A sign is the subject matter of trademark protection and may be any name or sign, whether verbal, graphic, three-dimensional or combined, that is capable of serving in trade to distinguish certain goods or services of one business entity from the same or similar type of goods or services of another business entity. A sign may also be fictional, meaning that it does not have any particular meaning in itself, such as the “Audi” car sign consisting of four intersecting circles, or it may be a symbol that has a generally known meaning, such as the goods of the sports manufacturer “PUMA”, which uses the recognisable sign of a jumping wild cat of the same name.
In order for the subject of protection, which in this case may be either a natural person or a legal entity, although more often it is a legal entity, to obtain the right to protect a sign by trademark, the sign must meet certain conditions. The decision is also made by the Intellectual Property Office.
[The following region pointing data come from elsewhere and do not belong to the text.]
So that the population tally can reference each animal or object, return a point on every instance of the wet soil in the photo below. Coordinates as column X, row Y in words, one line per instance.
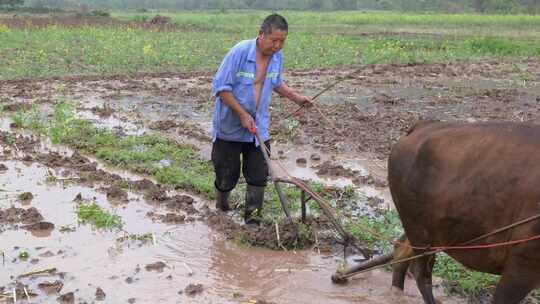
column 346, row 145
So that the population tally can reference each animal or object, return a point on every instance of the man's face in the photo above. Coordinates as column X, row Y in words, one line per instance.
column 273, row 42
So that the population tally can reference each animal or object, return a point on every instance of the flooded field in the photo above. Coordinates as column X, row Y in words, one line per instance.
column 169, row 248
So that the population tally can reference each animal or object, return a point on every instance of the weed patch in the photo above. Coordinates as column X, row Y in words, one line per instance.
column 93, row 214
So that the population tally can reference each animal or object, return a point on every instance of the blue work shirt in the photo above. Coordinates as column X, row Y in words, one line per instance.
column 236, row 74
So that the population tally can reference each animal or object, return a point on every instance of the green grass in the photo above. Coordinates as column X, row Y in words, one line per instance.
column 93, row 214
column 169, row 162
column 316, row 40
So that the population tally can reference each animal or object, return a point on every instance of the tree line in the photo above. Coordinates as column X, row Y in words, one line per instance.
column 451, row 6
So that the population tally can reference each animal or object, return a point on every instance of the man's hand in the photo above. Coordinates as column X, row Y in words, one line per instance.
column 304, row 101
column 248, row 122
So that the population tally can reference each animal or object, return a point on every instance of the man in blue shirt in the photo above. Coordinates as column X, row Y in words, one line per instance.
column 243, row 87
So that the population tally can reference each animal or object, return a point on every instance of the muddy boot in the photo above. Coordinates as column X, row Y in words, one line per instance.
column 254, row 200
column 222, row 200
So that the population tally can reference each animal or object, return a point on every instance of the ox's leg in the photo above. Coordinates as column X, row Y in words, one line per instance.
column 402, row 250
column 514, row 286
column 422, row 269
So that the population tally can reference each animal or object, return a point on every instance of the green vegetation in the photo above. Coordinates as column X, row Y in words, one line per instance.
column 93, row 214
column 506, row 6
column 168, row 161
column 456, row 278
column 316, row 40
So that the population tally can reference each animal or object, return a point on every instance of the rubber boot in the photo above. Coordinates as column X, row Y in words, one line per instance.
column 222, row 200
column 254, row 200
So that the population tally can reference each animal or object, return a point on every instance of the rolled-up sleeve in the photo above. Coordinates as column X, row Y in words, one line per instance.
column 226, row 74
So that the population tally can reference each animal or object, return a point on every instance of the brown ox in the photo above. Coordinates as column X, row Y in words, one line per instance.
column 453, row 182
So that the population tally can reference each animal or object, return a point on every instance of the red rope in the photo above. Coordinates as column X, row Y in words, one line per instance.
column 380, row 237
column 481, row 246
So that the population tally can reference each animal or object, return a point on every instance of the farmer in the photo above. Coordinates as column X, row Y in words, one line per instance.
column 243, row 88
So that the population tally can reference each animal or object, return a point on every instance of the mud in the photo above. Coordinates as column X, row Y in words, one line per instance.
column 346, row 145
These conditions may be absolute:
1) Distinctiveness of the sign – the purpose is to distinguish and individualise the goods of one entity from the same or similar goods of another entity;
2) The sign must not cause confusion in trade;
3) The sign must not be contrary to law or morality;
4) The sign must not contain official quality marks – the law clearly specifies official quality marks used to mark certain types of goods, such as precious metals, and such signs cannot be protected by trademark.
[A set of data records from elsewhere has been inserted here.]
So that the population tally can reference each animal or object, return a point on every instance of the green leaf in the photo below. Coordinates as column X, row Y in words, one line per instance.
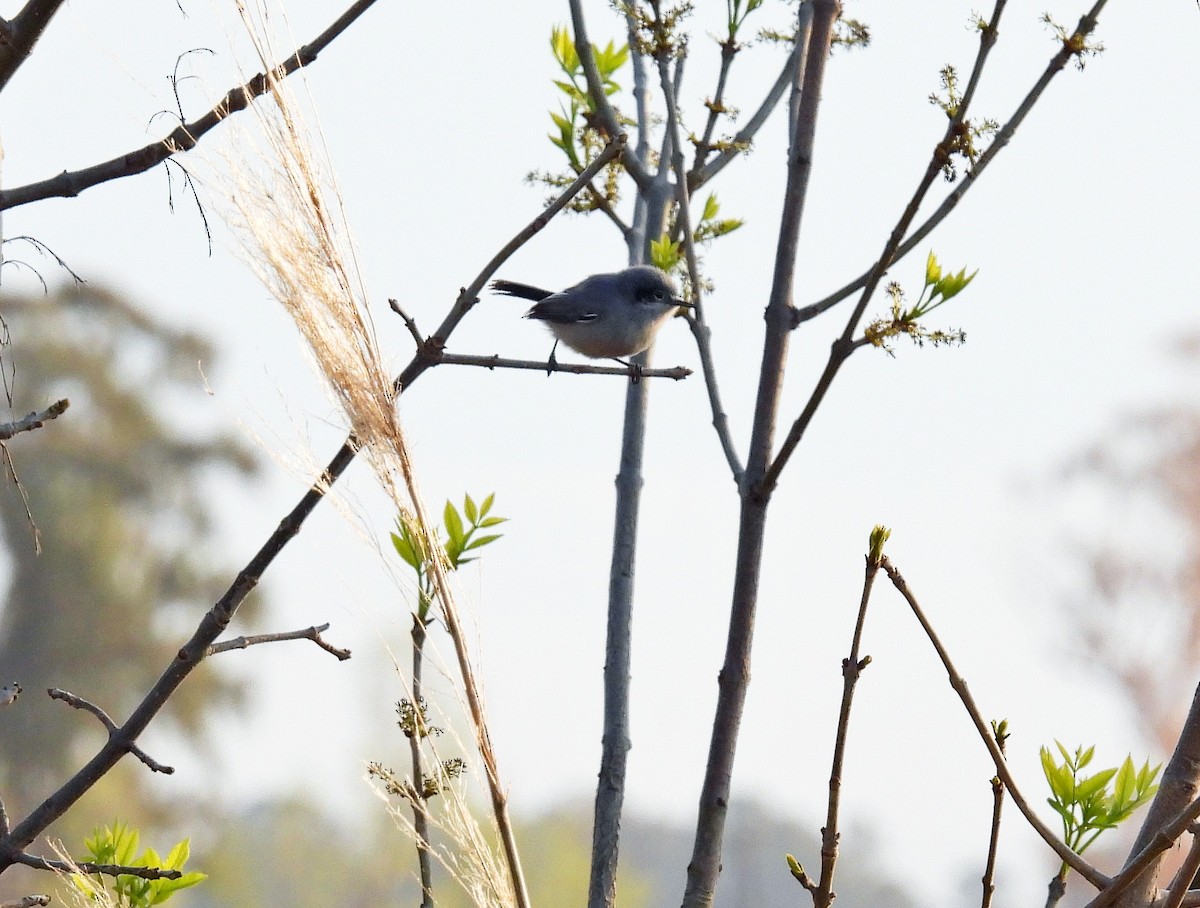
column 1086, row 788
column 933, row 272
column 481, row 541
column 454, row 524
column 665, row 253
column 405, row 549
column 178, row 855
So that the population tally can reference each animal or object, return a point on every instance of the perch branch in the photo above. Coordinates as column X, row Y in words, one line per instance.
column 306, row 633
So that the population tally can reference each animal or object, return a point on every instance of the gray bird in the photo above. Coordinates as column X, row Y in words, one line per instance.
column 604, row 316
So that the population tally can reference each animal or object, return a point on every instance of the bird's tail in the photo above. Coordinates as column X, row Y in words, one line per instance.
column 511, row 288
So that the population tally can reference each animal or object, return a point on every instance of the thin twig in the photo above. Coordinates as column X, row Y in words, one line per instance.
column 741, row 142
column 306, row 633
column 997, row 805
column 19, row 34
column 814, row 34
column 851, row 668
column 1177, row 787
column 576, row 368
column 845, row 346
column 6, row 456
column 1159, row 842
column 109, row 870
column 700, row 329
column 35, row 420
column 409, row 323
column 635, row 164
column 1187, row 871
column 420, row 815
column 114, row 732
column 217, row 618
column 960, row 686
column 717, row 103
column 1086, row 24
column 184, row 137
column 27, row 901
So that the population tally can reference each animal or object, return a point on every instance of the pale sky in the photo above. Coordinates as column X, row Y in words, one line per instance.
column 1083, row 232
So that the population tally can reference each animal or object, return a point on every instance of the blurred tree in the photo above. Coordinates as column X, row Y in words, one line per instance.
column 1135, row 599
column 114, row 489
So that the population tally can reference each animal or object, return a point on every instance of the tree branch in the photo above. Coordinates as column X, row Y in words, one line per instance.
column 634, row 164
column 109, row 870
column 1187, row 871
column 845, row 346
column 1176, row 794
column 306, row 633
column 960, row 686
column 114, row 732
column 737, row 145
column 27, row 901
column 216, row 619
column 814, row 34
column 633, row 372
column 34, row 420
column 700, row 329
column 1086, row 25
column 184, row 137
column 21, row 34
column 851, row 668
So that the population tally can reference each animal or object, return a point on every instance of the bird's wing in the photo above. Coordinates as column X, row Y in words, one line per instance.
column 559, row 308
column 511, row 288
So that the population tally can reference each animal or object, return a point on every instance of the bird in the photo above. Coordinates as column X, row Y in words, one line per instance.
column 604, row 316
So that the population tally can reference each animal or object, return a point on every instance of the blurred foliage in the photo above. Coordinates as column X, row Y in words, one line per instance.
column 115, row 491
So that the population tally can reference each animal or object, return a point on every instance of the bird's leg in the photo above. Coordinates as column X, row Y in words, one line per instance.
column 635, row 370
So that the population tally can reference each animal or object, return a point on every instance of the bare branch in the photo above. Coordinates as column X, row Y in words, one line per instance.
column 307, row 633
column 634, row 164
column 997, row 805
column 814, row 34
column 1187, row 871
column 702, row 173
column 1086, row 25
column 217, row 618
column 1159, row 842
column 960, row 686
column 845, row 346
column 576, row 368
column 34, row 420
column 184, row 137
column 114, row 732
column 851, row 668
column 1169, row 816
column 700, row 330
column 19, row 34
column 409, row 323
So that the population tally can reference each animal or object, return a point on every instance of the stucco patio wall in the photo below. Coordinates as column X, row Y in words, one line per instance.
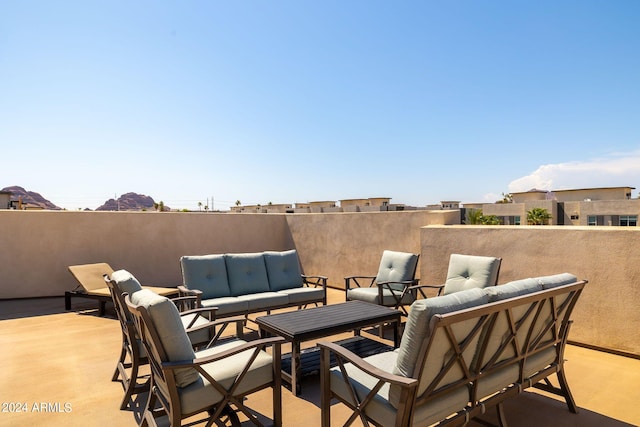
column 607, row 314
column 37, row 246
Other conditions fall into the group of relative conditions and may include, for example: the sign must not be identical or similar to an earlier protected sign of another person for the same or similar type of goods, or to an earlier filed sign of another person, nor identical to a well-known sign regardless of the type of goods, and so on.
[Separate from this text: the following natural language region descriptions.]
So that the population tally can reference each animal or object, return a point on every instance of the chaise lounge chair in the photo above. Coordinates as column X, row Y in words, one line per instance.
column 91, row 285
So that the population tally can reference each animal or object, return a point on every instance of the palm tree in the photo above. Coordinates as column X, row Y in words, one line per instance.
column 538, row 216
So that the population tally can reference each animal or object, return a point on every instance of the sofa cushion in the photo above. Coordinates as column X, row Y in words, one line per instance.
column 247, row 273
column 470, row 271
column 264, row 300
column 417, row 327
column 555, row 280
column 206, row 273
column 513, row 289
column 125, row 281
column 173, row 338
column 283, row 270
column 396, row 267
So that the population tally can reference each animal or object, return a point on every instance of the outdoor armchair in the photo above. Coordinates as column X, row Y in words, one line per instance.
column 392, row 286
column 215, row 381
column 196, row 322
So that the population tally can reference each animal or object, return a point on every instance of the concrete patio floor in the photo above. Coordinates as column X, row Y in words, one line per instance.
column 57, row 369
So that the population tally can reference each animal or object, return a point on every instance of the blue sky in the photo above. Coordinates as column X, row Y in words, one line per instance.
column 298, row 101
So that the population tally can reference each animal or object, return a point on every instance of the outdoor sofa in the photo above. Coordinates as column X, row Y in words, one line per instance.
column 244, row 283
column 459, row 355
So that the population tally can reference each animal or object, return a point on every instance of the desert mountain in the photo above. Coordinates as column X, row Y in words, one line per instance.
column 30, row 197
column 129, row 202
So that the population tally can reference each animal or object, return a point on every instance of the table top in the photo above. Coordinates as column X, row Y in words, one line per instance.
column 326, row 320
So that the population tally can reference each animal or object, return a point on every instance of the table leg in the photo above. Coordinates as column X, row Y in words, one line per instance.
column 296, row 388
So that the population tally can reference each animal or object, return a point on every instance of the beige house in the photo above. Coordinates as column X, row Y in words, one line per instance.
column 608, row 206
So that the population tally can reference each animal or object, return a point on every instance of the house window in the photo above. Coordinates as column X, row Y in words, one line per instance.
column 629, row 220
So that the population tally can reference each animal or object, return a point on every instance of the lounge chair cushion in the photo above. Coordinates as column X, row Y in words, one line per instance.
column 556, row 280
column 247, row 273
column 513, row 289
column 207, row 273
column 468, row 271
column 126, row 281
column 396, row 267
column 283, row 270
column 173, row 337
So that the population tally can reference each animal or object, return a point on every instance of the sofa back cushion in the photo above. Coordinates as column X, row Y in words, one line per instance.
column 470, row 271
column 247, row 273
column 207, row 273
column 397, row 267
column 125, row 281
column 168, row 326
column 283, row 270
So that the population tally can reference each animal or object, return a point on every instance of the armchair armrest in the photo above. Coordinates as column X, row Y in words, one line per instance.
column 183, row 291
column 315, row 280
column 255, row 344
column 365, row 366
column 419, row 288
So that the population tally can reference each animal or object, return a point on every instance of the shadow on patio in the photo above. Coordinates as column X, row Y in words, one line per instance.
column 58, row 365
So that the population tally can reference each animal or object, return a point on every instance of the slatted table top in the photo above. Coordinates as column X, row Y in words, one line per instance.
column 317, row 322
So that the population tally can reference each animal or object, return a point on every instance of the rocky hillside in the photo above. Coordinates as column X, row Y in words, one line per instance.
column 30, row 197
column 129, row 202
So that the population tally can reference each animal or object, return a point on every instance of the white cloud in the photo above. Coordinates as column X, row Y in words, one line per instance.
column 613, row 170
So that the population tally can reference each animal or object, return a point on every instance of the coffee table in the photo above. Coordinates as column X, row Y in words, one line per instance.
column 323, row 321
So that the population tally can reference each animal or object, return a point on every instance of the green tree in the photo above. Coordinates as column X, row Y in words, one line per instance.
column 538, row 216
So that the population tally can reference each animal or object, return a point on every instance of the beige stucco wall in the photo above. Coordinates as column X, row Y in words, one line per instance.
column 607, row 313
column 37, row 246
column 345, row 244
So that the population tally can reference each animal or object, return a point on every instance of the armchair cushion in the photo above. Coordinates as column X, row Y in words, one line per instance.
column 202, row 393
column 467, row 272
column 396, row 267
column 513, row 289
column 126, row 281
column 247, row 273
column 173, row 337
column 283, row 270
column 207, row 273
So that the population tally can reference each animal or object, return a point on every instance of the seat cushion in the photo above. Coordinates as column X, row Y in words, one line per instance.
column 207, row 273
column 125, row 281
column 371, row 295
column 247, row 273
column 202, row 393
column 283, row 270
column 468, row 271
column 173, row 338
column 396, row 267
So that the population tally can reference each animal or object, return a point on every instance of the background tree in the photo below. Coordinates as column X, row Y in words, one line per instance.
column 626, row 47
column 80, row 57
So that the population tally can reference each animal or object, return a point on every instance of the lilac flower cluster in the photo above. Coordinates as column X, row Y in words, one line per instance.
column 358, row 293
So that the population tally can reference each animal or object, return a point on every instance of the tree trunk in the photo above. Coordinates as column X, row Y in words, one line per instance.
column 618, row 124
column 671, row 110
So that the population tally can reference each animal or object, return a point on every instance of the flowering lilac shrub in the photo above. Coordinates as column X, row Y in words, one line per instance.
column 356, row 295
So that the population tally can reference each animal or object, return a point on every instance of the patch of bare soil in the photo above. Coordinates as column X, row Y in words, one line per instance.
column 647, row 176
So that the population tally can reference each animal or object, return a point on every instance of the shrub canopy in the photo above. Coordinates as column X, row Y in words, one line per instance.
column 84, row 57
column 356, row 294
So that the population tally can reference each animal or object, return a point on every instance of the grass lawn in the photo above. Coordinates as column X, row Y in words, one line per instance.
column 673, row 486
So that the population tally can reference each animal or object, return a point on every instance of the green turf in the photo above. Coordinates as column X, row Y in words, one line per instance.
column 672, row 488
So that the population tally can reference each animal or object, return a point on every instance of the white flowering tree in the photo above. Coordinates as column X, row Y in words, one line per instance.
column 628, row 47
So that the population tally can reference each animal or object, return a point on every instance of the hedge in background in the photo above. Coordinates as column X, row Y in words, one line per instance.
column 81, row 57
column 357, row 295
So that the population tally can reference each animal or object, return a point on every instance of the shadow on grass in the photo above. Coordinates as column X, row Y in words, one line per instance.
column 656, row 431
A trademark is created by an official decision of the Intellectual Property Office, that is, a decision granting the trademark, and by its entry into the trademark register. It may last indefinitely, provided that the prescribed fees for maintaining the trademark in force are paid within the required deadlines.
III) CONCLUSION
Based on all of the above, we come to the conclusion that someone cannot “invent a patent” or “be the creator of a patent”. Rather, the invention is what is newly conceived, and it precedes the patent and patent protection, which is confirmed and granted by a special competent administrative authority, in Serbia by the Intellectual Property Office. On the other hand, with trademarks, we encounter the problem of replacing this term with the term brand, which belongs to the English vocabulary and is associated with the sign and the goods of the manufacturer using that sign in everyday trade of goods and services. Therefore, it should again be emphasised that a trademark represents legal protection granted by an administrative authority for a specific sign that is the subject matter of such protection.
Frequently Asked Questions
How can a trademark be protected in Serbia?
A trademark is protected through registration before the competent authority, granting the owner exclusive rights over the mark.
What is the difference between a patent and a trademark?
A patent protects a technical invention, while a trademark protects a sign, brand or designation of goods and services.
Why is intellectual property protection important?
Intellectual property protection preserves brand value, prevents misuse and strengthens the market position of a business.